It started, as so many ideas do these days, with a text. “(D)o you think it would [be] possible and appropriate to approach mlb with doing something with Lou Gehrig like they’ve done Jackie Robinson?” songwriter Bryan Wayne Galentine, who had been diagnosed with ALS two years earlier, texted friends whom he’d met through the tight-knit ALS community on June 24, 2019. From that the idea was born.

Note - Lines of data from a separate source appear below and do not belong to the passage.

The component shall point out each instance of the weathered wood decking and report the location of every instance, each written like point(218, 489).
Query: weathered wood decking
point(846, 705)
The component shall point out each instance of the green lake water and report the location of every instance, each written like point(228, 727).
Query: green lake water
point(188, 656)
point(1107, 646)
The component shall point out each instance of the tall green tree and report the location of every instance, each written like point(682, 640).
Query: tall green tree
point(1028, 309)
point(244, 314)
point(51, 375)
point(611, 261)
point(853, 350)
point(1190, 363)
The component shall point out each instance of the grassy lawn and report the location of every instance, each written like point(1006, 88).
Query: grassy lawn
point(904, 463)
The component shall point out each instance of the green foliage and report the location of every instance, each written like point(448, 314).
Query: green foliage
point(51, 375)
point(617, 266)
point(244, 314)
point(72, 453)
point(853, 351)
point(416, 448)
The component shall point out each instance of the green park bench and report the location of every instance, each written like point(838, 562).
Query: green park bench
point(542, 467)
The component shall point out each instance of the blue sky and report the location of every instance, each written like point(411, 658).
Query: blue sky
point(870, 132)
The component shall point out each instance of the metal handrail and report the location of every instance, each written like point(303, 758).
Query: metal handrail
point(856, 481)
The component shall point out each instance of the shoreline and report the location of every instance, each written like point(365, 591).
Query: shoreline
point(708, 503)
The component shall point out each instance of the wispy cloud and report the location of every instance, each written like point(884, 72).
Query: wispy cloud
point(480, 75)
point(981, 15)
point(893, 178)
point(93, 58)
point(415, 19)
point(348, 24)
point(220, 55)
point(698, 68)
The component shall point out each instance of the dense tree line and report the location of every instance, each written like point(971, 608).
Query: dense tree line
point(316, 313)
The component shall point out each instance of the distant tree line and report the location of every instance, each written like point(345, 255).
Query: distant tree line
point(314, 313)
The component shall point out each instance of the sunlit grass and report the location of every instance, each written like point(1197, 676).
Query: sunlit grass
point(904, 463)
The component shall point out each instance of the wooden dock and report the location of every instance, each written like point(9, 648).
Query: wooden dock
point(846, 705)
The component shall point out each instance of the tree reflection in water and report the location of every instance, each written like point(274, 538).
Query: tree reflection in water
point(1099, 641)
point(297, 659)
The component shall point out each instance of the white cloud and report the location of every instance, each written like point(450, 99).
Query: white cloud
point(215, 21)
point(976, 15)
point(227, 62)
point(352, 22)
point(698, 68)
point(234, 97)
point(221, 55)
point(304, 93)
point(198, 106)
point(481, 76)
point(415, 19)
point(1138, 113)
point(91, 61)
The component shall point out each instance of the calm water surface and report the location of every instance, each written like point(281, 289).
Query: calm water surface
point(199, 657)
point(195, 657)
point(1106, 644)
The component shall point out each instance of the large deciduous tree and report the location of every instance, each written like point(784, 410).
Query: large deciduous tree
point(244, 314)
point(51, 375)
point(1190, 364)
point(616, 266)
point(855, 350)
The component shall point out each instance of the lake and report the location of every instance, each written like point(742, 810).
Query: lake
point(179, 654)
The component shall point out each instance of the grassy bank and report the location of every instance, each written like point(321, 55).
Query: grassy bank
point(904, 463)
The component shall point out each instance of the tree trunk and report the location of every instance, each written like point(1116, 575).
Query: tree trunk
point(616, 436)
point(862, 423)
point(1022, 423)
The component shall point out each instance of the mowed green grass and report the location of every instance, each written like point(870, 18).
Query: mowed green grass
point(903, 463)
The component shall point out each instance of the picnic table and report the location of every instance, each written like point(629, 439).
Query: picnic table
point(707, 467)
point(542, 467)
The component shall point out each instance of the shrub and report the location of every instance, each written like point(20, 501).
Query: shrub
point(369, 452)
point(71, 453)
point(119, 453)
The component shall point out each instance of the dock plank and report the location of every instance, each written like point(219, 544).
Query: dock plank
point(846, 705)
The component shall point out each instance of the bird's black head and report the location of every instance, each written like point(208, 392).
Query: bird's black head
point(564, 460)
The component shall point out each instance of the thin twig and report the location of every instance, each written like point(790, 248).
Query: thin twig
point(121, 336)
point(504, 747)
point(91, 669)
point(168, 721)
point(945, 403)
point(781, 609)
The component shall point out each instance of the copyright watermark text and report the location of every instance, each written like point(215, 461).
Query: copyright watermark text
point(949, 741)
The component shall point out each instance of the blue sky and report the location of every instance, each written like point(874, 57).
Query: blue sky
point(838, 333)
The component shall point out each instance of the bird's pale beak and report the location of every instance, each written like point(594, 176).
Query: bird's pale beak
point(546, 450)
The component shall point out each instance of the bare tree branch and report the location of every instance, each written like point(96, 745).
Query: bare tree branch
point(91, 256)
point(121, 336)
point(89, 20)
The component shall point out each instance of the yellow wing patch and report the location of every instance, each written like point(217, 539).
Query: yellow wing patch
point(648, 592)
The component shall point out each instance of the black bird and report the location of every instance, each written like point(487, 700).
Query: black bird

And just under two years later, Major League Baseball celebrated the first Lou Gehrig Day on June 2, 2021. Which is not to say there weren’t more than a few things that happened in between—a global pandemic, for one, leading to an abbreviated 2020 baseball season. And ALS remains a cruel disease that does not stop. As a painful example of just how cruel, six from the core group of 27 members from the Lou Gehrig Day committee have passed away since the group was formed, including Galentine, who died on October 22, 2020.
Their legacy was felt across the MLB—and the nation—on June 2, as it will be each June 2 going forward. In honor of Lou Gehrig and in support of the fight to end ALS, every player, manager and coach wore a special uniform patch and red “4-ALS” wristbands. Messages about ALS and efforts to find treatments and cure were included in-stadium and on broadcasts. All across the world of baseball, the longstanding connection between the legendary Gehrig and the fight against the disease that took his life was evident.
“We are so pleased by the level of awareness and engagement the ALS community was able to generate by coming together with Major League Baseball in this way to celebrate Lou Gehrig and his legacy,” said Calaneet Balas, President & CEO of The ALS Association.
The St. Louis Cardinals were visiting the Los Angeles Dodgers on June 2, but took time to celebrate when they returned home on to face the Reds on June 3. The son of a person with ALS was invited to throw out the first pitch that night, and this video honoring Gehrig and raising ALS awareness was presented as well:
The choice of June 2 for Lou Gehrig Day was no accident, as it marks both the day Gehrig began his record 2,130-consecutive-games-played streak in 1925 and the day he died in 1941. And from this year forward it will also mark the legacy of Gehrig and all those lost to the disease that bears his name, help the ALS community raise awareness and funds for research of ALS, and celebrate the groups and individual who will do whatever it takes in the pursuit for new treatments, and a cure.